I have been working as a professional developer since the year 2007. I have solved many issues during my long life. I totally think that every issue is different from the others, so you need to use your brain to figure out what is happening. But there are recurring problems spreading into multiple companies, some of them easy to spot and solve, other more complicated, nasty, cursed ones are part of the experience of a person.
When I arrived in UK I worked on a component that was receiving lot of messages and it was generating bespoken dashboards for reporting. That was the first time I got this problem: we setup a small server that was pinging the different services and it was displaying the response time. Under high traffic we saw in this monitoring tool that some services started to fail in replying, and others had very high response times.

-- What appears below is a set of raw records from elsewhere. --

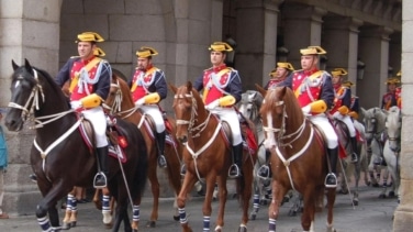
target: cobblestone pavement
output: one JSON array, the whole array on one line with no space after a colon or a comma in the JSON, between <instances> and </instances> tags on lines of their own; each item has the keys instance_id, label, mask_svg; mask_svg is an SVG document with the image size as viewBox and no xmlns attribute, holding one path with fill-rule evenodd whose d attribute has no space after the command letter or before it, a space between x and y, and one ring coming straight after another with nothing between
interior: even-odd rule
<instances>
[{"instance_id":1,"label":"cobblestone pavement","mask_svg":"<svg viewBox=\"0 0 413 232\"><path fill-rule=\"evenodd\" d=\"M361 187L359 195L359 206L353 207L348 195L337 195L334 208L334 228L337 232L390 232L392 231L392 217L397 208L395 198L379 199L379 188ZM189 223L193 231L202 231L202 197L192 197L187 202L187 213ZM159 219L156 228L146 228L145 223L149 219L150 198L145 198L141 206L141 227L139 231L180 231L180 224L174 221L172 209L174 199L167 198L160 200ZM302 231L300 216L289 217L288 211L291 203L282 206L280 217L277 220L277 231L290 232ZM217 202L212 203L211 231L214 229L214 220L217 213ZM34 211L34 209L33 209ZM89 231L109 231L101 223L101 213L94 208L93 203L78 205L77 227L70 229L72 232ZM255 221L248 222L248 231L268 231L268 208L263 206ZM63 219L63 211L60 220ZM239 223L239 208L237 201L228 197L225 209L224 231L237 231ZM317 213L315 220L315 231L325 231L326 210ZM41 231L34 216L15 217L0 220L0 231ZM121 229L123 231L123 228Z\"/></svg>"}]
</instances>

We started investigating and in the logs of the failing services there were no traces of error. But the clients of those service were almost always failing. For understanding that particular error we had to take a step back from our code and think about the full stack. The services were running in a server based on Netty. Netty is a NIO client server framework. It is famous for its high performance and for the extensions and resource management. If you need more infos you can visit the website of the product.
Netty handles requests in a kind of simple way: there could be several NIO channels, all of them handling requests with dedicated threads. But there are also dispatcher threads that simply accept the incoming connections and pass them to an handling thread. Those dispatcher threads, the event loop group threads, are usually in limited number, the default is twice the number of processors (to cope with the Hyper-Threading Technology that shows 2 logical thread for each physical processor). A nice discussion on this topic can be found here.
Now we know that accepting a connection is something that, although being fast, can be done by a limited number of threads. Play/Akka use Netty, as said, Spring Boot uses Tomcat or Jetty. The concept is the same: although the different servers have different thread models (as you can see from Spring configuration, Jetty has acceptors and selectors – acceptors are threads accepting the connections, while Tomcat has workers that are threads doing the work, maximum set to 200 as default, and a maximum queue length for incoming connection requests when all possible request processing threads are in use), they all accept connections and then delegate the work to dedicated threads.
What happens when the traffic grows too much? Acceptors/EvenLoopGroup threads or whatever it is, start to create threads but there may be an increase of connection requests queued. Not coping with the requests, no worker is created, so the execution on the side of your application may look normal (meaning that the requests that are accepted are computed normally) but on the side of the client it may look as a disaster: long time for connecting, or even no connection possible.
In a modern microservice system this can lead to another consequence: being the server unable to accept any requests, it is unable to accept also health checks, and the consequence is that the server may restart unexpectedly when it is computing normal work.
And what is the broken pipe error??? That is another possible consequence. A broken pipe is happening when the server tries to write to a connection that has already been closed. It is easy to simulate: you can create a piece of code that connects to a server, send a request and close the connection without waiting for a response. Now let’s imagine that the client connects to a server that is extremely slow: after several seconds the connection is still pending and the client decides to timeout the request (and maybe to retry because it is setup to use hystrix). When the server will be able to start a worker for that closed connection, it will raise a broken pipe exception.
On the client side, instead, if the client is using hystrix and it is opening several multiple connections to a blocked service, it may incur in a SEMAPHORE error because hystrix cannot create a thread for that outgoing request (the error is something like “could not acquire a semaphore for execution and no fallback available“).
That’s all for the problem of unexpected traffic peak. Only solution: to have more instances of the service available, so that there can be more threads accepting/handling requests.